Lana del Rey Born to Die [MP3]
Hatte ich bislang ignoriert, jetzt wollte ich mal wissen, was Lana so kann. „Videogames“ hatte mir schon vorher sehr gut gefallen. Leider kann der Rest des Albums da nicht mithalten. Irgendwann wird doch deutlich, wie stimmlich eingeschränkt die Sängerin ist, und das sich irgendwie alles nach Genöhle anhört.

Brian Tyler Assassins Creed IV: Black Flag [MP3]
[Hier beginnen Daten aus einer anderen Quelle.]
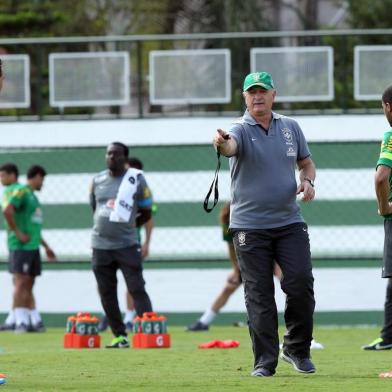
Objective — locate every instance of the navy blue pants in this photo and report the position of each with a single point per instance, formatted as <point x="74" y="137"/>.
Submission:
<point x="257" y="250"/>
<point x="105" y="264"/>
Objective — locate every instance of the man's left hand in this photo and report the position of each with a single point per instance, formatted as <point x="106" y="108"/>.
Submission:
<point x="50" y="254"/>
<point x="307" y="189"/>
Nachdem Jesper Kydd hörbar keinen Bock mehr hatte und Lorne Balfe nach seinen Arbeiten für Assassins Creed in die Topliga der Filmkomponisten aufgestiegen ist, darf nun Brian Tyler den Soundtrack machen. Der ist bereits Top Notch hat die Musik u.a. zu Iron Man 3, Thor – The Dark World und den letzten Fast Furious auf dem Gewissen. Was er für AC4 zusammenschraubt hat keinen Bezug zu den Wurzeln und Themen der Seire, die Balfe so mühsam und kunstvoll installiert hat. Das ist ärgerlich ist, aber dafür hört es sich alles nach schmissigem, zeitgemäßem Seemannsgarn an und passt sich perfekt in die karibischen Welten ein. Sehr angenehm ist zudem, dass es hier endlich einen Composer gibt, der nicht versucht Hans Zimmer zu imitieren.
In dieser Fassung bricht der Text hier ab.